Bernard J. Liebmann and Mary M. Liebmann v. Commissioner of Internal Revenue
This text of 630 F.2d 654 (Bernard J. Liebmann and Mary M. Liebmann v. Commissioner of Internal Revenue) is published on Counsel Stack Legal Research, covering Court of Appeals for the Eighth Circuit primary law. Counsel Stack provides free access to over 12 million legal documents including statutes, case law, regulations, and constitutions.
Opinion
Taxpayers, Bernard and Mary Liebmann, appeal from a ruling of the tax court sustaining the Commissioner’s determination of $4,456 in income tax deficiencies in their joint returns for 1973 and 1974. The tax court ruled that taxpayers were not entitled to a business bad debt deduction because of the worthlessness of loans made by Bernard J. Liebmann to his wholly owned corporation, or for payments on a bank loan to that corporation assumed by Liebmann as guarantor.

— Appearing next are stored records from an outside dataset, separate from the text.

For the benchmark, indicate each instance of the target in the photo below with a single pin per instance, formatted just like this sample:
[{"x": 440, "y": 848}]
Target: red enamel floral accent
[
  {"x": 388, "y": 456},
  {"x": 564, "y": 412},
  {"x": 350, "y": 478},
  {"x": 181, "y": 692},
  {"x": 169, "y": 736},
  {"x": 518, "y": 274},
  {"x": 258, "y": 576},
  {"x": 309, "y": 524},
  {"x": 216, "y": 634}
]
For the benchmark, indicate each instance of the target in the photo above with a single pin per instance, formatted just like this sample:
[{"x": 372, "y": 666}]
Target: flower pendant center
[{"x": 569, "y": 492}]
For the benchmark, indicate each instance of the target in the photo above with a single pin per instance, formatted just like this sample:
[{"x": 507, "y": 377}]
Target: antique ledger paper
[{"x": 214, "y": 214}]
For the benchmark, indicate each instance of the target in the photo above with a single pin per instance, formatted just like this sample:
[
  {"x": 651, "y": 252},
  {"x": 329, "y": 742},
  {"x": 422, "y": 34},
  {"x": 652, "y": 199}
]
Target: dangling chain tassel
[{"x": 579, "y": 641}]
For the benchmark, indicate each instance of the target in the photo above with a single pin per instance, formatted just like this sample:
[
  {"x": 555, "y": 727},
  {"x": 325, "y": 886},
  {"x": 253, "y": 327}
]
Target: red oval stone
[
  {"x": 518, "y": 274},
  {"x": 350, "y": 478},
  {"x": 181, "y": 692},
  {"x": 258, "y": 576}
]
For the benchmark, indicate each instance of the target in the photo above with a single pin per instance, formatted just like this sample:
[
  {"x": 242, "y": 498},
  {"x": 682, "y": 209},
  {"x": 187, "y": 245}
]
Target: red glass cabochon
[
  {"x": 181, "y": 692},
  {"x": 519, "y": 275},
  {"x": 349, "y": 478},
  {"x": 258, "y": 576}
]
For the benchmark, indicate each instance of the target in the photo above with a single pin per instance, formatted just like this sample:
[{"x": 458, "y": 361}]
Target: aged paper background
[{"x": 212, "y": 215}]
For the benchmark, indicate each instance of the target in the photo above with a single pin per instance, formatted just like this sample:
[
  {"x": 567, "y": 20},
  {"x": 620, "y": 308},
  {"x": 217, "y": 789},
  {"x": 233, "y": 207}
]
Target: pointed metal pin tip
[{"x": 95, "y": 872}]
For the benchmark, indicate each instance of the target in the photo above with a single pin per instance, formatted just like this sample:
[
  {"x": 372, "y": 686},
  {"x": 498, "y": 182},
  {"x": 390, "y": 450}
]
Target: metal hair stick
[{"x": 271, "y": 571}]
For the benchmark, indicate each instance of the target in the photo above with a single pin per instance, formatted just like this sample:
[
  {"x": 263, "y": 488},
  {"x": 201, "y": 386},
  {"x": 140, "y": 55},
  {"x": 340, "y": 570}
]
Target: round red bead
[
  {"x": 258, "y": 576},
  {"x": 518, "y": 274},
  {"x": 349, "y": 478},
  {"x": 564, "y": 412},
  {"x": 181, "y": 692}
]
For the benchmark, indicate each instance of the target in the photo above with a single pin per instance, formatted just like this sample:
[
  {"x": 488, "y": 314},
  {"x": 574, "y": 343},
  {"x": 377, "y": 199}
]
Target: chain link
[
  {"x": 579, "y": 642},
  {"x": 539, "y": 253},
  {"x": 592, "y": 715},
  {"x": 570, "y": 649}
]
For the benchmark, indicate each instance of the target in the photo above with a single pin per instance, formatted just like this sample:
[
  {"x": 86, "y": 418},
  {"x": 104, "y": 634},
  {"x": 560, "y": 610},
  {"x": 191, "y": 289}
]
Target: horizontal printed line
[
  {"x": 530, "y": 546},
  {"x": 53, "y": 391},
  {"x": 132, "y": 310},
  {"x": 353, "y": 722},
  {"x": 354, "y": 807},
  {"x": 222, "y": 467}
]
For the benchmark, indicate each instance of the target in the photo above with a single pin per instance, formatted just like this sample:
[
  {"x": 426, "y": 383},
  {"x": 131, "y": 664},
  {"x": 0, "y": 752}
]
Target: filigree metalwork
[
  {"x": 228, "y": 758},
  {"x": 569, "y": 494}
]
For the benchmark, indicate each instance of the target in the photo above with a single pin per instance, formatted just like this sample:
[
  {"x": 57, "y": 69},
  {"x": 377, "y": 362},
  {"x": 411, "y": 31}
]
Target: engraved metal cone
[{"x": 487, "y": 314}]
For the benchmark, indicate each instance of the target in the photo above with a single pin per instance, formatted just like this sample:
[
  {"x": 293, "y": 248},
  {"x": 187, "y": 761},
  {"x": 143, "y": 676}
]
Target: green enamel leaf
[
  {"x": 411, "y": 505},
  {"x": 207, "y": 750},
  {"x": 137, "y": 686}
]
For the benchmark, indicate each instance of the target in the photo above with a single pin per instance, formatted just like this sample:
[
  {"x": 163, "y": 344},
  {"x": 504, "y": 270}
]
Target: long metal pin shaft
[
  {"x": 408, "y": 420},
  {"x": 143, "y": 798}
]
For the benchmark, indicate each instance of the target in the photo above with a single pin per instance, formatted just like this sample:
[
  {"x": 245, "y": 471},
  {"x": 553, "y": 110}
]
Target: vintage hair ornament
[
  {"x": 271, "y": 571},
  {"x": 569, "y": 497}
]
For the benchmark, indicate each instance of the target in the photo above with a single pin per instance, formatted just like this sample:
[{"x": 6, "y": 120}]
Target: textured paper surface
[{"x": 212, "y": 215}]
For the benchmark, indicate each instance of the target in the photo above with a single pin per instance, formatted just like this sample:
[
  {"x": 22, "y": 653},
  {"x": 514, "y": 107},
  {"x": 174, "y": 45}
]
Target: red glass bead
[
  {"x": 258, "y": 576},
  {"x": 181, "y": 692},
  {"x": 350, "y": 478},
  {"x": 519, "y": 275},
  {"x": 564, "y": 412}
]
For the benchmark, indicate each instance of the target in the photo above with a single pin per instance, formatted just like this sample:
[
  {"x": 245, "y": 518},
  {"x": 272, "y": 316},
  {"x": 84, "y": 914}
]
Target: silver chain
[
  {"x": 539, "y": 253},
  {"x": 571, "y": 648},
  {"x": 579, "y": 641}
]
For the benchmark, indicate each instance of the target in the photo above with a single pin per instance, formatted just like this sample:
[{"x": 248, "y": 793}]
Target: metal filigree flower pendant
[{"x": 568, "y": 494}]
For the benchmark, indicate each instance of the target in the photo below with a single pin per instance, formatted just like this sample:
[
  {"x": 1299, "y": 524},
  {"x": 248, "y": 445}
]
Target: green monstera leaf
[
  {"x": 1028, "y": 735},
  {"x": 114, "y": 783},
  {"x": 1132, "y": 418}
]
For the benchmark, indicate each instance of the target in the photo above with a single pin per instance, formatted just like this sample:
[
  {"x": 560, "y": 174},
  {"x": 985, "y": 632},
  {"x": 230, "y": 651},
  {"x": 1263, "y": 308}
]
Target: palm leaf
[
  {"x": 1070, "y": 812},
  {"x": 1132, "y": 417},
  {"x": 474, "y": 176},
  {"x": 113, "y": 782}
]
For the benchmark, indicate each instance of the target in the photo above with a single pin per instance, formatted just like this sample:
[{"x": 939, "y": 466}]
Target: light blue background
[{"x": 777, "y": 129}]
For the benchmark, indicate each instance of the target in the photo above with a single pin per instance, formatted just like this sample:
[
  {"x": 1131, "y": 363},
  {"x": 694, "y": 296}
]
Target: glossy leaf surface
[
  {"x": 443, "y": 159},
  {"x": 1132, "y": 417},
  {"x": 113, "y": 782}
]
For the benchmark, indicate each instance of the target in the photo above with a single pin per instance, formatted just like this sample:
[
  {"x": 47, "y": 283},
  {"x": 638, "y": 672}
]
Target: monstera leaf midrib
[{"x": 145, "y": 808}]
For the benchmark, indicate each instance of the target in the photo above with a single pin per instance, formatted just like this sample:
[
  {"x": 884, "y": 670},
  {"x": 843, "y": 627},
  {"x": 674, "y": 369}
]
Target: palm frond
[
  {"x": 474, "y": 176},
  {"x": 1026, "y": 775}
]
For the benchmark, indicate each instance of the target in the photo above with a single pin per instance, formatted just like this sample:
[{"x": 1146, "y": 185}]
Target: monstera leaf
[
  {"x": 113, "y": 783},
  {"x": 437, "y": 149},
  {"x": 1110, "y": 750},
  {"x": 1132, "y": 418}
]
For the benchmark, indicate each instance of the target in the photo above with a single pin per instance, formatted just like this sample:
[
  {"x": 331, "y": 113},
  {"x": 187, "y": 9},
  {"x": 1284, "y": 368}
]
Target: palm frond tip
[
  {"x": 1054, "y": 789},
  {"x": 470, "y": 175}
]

Taxpayers on appeal assert that the tax court was clearly erroneous in finding that Bernard Liebmann’s dominant motive for the loans and guarantee was not the salary he drew as an employee of the corporation but, rather, his interest as an investor in the corporation. Haying reviewed the record, we determine that substantial credible evidence supports the tax court’s findings.
Accordingly, the opinion of the tax court must be sustained for the reasons set forth in its decision. 39 T.C.M. (CCH) 248 (1979), [1979] 10 Fed. Taxes (P-H) ¶ 79,399.
Affirmed.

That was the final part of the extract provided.